Delhi/Mumbai: With the rupee breaching the 65 to a US dollar mark, analysts claim that the rupee could soon cross the 70-mark.
A falling rupee will pinch students like Arnav Mody who are pursuing courses in foreign universities. Arnav studying in New York University says the sliding rupee has put extra pressure on both him and his parents.
"I'll have to cut down on eating out, any shopping or other expenses not directly related to my education. I am also planning to take up a job on campus because then I'll be earning in dollars and it will help," he said.
For students like Arnav, the rupee now buys fewer US dollars than it did at the start of the year. It's the worst performing currency among emerging markets, falling 15 per cent in the last three months.
So what is the Indian government doing to stem the slide?
"Government does what it can and as the finance minister there is only so much you can do because at the end of the day it depends on the infrastructure in the country," said Jayant Manglik, President Religare Securities.
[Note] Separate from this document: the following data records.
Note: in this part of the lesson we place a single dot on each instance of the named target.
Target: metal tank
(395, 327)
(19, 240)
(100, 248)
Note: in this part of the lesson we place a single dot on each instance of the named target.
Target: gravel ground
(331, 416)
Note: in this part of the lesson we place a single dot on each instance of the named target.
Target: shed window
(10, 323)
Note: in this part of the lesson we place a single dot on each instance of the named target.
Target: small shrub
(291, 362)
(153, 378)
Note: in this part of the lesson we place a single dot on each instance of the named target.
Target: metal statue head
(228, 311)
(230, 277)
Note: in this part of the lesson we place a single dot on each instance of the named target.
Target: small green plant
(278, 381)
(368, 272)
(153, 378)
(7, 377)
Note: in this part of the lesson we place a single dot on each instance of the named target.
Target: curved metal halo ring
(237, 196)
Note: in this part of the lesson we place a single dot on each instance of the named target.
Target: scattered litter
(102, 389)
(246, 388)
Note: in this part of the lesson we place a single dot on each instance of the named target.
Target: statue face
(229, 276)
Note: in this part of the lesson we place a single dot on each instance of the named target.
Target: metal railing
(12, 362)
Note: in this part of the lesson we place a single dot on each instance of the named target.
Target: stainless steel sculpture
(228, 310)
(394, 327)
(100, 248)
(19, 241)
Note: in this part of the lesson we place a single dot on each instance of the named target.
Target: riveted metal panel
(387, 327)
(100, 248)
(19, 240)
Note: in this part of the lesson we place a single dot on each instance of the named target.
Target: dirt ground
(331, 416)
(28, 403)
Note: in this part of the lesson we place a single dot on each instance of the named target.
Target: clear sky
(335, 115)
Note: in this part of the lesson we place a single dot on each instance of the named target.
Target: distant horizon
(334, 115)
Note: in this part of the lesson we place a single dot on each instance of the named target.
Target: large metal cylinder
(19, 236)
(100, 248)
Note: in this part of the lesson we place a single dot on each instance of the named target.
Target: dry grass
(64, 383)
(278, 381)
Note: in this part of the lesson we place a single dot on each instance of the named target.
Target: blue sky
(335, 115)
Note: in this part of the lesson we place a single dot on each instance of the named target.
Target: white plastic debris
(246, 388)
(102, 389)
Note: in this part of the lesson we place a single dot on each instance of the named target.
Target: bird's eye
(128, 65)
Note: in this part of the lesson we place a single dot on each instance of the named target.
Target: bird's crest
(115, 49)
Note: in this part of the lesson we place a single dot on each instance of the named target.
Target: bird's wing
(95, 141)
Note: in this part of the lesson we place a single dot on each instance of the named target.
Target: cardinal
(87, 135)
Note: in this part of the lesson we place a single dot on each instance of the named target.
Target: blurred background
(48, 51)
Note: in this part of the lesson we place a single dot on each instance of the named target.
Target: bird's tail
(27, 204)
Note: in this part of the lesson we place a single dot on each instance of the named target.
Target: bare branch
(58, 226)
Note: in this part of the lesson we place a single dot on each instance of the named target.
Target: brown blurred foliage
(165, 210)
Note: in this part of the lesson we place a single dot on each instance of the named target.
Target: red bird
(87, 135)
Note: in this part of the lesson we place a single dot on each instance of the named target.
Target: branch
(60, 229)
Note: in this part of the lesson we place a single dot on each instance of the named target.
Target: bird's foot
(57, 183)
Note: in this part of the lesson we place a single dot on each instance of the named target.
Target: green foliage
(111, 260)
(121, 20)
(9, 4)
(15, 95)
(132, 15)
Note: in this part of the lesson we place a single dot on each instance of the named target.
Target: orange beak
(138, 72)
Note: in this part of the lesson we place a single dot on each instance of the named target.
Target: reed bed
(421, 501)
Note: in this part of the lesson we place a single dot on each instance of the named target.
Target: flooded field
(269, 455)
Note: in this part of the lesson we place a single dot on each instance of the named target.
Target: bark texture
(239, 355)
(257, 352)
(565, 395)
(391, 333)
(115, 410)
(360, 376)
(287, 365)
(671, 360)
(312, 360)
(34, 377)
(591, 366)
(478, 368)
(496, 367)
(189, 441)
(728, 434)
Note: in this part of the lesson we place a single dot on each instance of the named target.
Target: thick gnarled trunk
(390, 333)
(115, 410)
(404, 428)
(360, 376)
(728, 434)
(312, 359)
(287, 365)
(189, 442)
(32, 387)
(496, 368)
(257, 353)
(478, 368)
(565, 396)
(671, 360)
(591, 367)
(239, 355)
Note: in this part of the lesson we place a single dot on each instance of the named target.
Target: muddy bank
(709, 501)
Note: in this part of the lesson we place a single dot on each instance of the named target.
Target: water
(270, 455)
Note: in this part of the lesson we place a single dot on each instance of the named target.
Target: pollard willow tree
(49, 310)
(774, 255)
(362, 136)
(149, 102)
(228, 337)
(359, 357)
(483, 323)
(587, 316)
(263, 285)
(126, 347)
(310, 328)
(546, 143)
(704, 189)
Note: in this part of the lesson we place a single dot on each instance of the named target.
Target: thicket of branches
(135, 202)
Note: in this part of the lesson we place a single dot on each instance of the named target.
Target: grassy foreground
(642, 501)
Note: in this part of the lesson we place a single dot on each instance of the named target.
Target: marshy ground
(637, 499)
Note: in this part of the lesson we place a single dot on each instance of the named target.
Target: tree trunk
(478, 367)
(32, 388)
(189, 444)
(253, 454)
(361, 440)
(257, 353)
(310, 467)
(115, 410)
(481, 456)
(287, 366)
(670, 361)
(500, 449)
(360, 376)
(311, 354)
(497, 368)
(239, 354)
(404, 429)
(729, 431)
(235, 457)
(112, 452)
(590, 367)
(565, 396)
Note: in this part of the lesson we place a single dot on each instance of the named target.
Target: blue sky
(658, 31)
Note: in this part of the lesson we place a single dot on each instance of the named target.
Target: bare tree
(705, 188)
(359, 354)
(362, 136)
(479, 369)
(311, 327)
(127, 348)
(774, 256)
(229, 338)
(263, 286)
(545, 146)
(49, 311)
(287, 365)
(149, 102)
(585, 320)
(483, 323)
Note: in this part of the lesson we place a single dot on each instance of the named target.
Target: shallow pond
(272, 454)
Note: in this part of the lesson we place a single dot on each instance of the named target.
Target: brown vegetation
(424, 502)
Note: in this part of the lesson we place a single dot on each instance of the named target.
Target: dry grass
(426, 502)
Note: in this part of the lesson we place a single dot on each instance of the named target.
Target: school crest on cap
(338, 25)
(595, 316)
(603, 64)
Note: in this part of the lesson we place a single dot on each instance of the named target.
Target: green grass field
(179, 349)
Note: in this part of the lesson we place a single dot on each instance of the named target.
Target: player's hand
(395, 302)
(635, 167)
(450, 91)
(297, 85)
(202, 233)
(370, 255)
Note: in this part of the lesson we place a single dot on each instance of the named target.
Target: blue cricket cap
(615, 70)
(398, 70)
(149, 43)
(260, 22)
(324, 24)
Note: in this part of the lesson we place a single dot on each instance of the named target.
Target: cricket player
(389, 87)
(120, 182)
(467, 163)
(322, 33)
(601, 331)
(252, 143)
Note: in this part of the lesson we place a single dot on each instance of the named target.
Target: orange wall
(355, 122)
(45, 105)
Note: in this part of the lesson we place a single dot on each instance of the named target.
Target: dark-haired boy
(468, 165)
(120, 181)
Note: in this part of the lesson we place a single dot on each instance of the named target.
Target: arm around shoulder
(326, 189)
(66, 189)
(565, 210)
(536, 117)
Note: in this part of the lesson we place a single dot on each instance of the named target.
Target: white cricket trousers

At the present rate of the Indian currency there is a fear that the government may not be able to control sharp rise in inflation and fuel prices, even forcing the RBI to give up on cutting interest rates.
On macro side, the sharp depreciation in the currency will lower growth expectations and impact foreign investments. Companies dependent on imported raw material will see a sharp fall in profits. Travelling and studying overseas too is bound to become dearer.
"Time for doing these adhoc one-off measures are off the table. They are not going to change people's minds. All those measures which have been taken on gold, curbing imports are all egregious, they are retrograde, they are pushing back the economy but they are having an effect on the current account," said Jahangir Aziz, Chief Economist, JP Morgan.